I’ve had one story of extraordinary provision - I want to close with two stories of very ordinary provision. The first involves a young couple going to seminary - and no this is not from my past, it’s from a current blog by Josh and Rebecca:
“I am astounded by God's provision! Granted, He is King of the Universe and He is good and He is completely capable of keeping any promise (in spite of circumstance). And He DID promise to take care of us. Still . . . the way He works out the details doesn't cease to amaze me! During our recent cross-country trip the "check engine" light came on in our vehicle. The timing was less than ideal and we simply couldn't do anything about it where we were. So we drove on home and hoped for the best.
“As you know, we're a seminary student family; not going to be making any appearances on "Lifestyles of the Rich and Famous" any time soon. I'm not complaining but simply stating the obvious: that fixing the car presented a serious monetary inconvenience. More than that, we hadn't planned for this trip (most funerals are like that) and had missed a great deal of work. So . . .
We arrived home and found several "interesting" pieces of mail. Among them was a warranty coupon from the car manufacturer saying we could take it to any certified dealer to have x, y, and z done for free. So we did. Turns out "x, y and z" fixed everything! Isn't God's timing incredible!? He had solved the problem (put the coupon in the mail) before He gave it to us. We can trust Him with anything!
God centered thanksgiving. The last story focuses on God centered giving and receiving, at a very basic level. It’s a reminiscence by a blogger named Paula Moldenhauer. She writes “I remember squirming in my seat at church as the usher collected an offering. I only had one dollar, and didn’t know when I could get another. I wanted to give something to God—but I had no change, nothing but that bill.”
“I fought with myself as the usher drew closer to my seat. It was all I had! Surely, God didn’t want me to give it up! But in my little girl heart I wanted to be bigger than my selfishness. I wanted to trust God with all I had. I fought with myself until the last minute, then dropped the money in the plate just as it passed me.

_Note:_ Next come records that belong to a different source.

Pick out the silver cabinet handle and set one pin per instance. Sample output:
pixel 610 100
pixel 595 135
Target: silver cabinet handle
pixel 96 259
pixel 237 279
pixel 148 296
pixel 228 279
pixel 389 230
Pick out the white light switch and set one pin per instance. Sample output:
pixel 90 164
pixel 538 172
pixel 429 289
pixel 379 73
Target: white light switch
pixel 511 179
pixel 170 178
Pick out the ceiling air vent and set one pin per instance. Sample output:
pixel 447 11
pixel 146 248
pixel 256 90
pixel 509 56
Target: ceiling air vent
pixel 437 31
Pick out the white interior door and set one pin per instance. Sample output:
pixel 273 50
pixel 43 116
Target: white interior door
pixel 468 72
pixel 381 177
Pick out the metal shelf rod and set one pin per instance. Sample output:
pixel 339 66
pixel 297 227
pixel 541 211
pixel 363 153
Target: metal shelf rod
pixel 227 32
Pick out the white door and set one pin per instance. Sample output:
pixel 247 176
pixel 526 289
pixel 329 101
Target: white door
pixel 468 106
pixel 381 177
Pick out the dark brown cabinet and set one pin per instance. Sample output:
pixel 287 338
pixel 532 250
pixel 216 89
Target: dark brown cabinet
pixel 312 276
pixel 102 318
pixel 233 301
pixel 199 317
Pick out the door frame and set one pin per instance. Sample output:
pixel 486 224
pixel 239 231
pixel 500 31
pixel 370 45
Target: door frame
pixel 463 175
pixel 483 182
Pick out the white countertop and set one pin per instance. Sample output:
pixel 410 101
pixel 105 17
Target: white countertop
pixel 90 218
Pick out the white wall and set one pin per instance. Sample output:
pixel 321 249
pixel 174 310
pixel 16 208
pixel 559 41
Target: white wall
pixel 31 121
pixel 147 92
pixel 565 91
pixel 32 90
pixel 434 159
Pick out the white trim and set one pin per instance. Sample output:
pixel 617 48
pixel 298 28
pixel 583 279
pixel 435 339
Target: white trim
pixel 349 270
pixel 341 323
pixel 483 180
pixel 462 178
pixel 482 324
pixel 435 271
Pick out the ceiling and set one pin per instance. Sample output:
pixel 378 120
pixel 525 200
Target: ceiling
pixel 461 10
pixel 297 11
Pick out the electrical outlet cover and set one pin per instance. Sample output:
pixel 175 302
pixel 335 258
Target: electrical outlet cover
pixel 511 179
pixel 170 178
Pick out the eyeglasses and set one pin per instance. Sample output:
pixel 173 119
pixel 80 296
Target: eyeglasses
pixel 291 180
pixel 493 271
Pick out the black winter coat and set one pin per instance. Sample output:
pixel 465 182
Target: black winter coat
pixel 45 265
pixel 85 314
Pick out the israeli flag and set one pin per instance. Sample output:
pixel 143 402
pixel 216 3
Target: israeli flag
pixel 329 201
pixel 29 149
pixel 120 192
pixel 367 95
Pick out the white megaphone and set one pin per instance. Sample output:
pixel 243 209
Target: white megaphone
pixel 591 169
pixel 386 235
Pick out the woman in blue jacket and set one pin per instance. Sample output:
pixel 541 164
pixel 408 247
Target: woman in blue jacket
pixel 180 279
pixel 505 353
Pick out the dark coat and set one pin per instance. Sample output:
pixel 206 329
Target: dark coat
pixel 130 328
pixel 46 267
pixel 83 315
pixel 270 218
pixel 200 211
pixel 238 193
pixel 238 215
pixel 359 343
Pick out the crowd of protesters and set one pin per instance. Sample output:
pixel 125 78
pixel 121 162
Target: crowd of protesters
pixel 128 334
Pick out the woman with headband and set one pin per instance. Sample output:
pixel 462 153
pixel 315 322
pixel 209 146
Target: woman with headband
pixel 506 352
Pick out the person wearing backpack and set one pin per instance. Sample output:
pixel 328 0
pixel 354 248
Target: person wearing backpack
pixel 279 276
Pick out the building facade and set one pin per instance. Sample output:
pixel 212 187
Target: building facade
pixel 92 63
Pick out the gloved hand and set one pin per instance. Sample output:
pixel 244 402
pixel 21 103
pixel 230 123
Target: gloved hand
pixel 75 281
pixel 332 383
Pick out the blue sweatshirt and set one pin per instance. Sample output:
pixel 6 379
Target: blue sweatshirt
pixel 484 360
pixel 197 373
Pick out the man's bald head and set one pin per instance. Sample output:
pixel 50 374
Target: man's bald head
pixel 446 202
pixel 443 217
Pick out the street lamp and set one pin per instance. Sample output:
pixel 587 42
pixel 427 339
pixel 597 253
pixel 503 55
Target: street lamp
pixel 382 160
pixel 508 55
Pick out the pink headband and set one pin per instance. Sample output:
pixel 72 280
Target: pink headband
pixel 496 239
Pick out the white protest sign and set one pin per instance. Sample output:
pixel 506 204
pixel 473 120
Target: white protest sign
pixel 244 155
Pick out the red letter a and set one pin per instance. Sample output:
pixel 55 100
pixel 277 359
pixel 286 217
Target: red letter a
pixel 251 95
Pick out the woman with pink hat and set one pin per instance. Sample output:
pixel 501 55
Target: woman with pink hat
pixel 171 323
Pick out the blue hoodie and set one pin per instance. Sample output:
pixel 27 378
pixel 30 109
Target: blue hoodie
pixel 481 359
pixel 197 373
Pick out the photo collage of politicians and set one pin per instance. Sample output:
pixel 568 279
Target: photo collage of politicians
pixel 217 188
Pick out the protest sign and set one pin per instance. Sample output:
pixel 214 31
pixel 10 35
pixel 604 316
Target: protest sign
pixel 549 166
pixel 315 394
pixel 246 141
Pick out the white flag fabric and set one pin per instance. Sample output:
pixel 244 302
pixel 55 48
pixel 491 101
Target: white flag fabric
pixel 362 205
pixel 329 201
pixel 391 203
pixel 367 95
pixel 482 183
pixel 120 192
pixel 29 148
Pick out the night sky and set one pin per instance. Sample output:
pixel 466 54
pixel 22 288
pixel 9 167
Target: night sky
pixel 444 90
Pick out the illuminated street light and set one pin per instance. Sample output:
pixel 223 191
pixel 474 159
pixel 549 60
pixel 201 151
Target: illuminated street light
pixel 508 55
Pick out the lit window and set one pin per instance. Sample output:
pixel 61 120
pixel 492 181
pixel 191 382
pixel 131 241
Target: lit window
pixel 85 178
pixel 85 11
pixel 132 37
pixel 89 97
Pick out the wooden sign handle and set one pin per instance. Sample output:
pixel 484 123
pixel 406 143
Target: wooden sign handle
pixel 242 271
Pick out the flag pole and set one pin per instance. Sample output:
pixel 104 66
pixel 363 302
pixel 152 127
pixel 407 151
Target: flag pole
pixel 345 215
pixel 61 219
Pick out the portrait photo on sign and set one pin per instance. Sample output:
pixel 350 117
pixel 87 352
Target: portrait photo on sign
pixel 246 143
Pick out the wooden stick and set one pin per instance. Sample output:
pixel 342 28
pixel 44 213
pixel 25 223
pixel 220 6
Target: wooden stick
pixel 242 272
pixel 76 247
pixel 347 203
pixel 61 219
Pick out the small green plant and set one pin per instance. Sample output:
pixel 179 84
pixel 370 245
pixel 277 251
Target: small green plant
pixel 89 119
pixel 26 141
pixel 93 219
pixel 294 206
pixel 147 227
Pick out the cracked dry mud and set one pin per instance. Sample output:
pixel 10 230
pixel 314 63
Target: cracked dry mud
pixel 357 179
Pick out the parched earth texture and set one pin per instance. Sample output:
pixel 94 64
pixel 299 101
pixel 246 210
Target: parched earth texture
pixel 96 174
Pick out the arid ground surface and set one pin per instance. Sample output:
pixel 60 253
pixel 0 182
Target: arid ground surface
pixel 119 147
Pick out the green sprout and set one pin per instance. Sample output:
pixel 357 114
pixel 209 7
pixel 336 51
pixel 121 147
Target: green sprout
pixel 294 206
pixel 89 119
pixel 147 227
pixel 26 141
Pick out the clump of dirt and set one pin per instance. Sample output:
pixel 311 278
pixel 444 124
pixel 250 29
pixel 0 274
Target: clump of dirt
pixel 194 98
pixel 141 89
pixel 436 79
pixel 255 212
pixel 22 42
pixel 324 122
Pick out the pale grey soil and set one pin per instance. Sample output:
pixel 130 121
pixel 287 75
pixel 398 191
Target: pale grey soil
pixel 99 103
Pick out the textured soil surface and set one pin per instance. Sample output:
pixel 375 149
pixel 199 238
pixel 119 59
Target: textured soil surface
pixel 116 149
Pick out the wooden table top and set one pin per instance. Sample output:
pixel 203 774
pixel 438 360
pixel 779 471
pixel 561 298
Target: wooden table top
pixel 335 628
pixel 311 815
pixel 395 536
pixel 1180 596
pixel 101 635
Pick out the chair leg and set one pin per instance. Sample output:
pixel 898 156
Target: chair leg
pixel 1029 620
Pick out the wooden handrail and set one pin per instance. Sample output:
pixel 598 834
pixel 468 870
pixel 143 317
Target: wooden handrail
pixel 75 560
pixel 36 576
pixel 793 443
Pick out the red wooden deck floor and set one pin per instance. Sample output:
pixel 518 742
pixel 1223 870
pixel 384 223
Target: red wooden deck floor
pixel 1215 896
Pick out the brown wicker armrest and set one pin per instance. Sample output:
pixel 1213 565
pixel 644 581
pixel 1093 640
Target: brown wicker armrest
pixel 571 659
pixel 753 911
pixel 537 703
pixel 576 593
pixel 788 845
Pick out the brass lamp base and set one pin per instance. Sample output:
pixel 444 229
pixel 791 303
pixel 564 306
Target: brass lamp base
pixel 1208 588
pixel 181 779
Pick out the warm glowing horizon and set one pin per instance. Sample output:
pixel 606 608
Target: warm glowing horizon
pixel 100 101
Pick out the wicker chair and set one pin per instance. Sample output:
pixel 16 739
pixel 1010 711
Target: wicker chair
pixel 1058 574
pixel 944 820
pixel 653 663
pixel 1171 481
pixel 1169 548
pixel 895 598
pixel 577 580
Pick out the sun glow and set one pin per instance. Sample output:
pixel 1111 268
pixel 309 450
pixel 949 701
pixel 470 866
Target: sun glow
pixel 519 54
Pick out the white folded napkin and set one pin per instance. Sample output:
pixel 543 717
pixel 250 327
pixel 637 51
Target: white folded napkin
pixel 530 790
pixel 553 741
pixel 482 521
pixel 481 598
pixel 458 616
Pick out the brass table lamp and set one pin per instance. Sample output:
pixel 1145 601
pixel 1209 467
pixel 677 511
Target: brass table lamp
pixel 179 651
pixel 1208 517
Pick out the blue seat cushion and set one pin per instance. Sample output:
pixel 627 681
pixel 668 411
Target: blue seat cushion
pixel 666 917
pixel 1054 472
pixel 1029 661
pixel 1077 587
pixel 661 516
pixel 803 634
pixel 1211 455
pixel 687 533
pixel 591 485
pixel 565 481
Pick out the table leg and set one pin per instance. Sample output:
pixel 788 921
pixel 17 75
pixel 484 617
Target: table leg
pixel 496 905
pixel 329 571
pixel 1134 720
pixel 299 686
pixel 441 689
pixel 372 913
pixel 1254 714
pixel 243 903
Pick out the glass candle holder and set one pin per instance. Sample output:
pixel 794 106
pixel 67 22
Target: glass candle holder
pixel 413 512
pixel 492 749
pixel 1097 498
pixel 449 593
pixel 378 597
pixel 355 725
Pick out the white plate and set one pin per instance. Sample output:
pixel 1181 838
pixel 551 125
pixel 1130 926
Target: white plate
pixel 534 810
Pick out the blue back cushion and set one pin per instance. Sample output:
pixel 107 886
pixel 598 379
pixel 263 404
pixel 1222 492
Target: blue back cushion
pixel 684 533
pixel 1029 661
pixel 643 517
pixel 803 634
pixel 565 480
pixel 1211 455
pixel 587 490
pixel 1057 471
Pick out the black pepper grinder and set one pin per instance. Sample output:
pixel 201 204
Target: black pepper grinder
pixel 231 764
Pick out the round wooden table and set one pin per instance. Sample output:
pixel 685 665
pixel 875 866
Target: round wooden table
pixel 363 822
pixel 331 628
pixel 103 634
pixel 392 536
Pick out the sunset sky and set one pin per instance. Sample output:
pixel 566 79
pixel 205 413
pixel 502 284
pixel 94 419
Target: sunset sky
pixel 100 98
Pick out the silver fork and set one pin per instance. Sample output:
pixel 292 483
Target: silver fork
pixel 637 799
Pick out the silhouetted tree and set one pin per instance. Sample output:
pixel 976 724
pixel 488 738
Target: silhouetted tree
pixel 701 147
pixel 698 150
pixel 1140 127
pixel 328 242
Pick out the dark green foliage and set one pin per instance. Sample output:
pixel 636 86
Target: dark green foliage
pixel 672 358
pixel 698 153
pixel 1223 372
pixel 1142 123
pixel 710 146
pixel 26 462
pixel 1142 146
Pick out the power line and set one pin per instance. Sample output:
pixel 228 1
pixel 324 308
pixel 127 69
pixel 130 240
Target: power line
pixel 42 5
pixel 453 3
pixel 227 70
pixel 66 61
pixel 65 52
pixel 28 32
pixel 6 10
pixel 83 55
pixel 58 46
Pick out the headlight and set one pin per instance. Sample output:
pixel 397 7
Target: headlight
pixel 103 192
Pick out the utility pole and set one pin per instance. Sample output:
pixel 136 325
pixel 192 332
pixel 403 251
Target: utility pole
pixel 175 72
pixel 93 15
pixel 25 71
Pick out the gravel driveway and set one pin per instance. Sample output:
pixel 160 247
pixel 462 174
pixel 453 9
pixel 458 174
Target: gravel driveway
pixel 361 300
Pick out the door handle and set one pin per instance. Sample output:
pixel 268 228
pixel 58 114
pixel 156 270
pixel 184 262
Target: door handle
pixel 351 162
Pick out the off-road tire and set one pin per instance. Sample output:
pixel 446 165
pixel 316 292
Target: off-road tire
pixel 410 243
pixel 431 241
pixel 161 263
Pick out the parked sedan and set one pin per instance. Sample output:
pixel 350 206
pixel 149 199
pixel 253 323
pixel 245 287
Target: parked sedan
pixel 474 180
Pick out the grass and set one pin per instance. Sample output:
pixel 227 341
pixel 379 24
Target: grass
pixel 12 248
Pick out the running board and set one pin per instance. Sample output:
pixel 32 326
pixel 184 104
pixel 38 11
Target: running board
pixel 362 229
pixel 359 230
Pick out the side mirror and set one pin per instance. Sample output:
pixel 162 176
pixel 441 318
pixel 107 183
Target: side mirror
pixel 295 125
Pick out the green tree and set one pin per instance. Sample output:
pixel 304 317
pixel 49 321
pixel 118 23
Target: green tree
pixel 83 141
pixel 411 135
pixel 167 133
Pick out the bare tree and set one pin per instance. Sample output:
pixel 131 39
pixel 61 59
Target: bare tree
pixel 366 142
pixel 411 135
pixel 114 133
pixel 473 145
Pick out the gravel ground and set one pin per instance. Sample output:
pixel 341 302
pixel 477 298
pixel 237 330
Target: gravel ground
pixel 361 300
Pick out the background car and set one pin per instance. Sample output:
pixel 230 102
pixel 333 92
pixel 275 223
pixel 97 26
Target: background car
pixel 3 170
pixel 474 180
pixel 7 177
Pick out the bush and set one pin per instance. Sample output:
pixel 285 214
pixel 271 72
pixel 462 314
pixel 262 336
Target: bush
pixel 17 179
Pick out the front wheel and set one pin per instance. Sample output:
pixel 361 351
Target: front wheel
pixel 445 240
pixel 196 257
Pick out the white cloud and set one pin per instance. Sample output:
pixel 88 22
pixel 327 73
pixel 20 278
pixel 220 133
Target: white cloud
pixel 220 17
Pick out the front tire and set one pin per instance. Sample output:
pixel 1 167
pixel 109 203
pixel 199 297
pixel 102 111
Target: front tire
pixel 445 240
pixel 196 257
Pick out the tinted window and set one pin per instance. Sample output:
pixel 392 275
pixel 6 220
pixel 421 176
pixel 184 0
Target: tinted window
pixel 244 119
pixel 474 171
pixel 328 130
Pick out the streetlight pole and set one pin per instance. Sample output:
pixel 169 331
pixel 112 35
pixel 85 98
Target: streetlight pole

“Later that day, my grandma took me “out back” behind her house. I remember the creak of the screen door and the coolness of her covered back porch. “Now you don’t need to tell anyone about this,” she whispered, as she slipped a dollar bill into my hand. I remember looking down at the bill, wondering if she knew I’d given my last one at church that day, or if God had just whispered into her heart that He wanted me to have one. I never asked her—just took her gift, wrapped her in a hug, and thought about how you couldn’t out give God.”
You can’t out give God - he’s the cornucopia. Let’s make him the center of our receiving, and of our giving, and of our thanksgiving.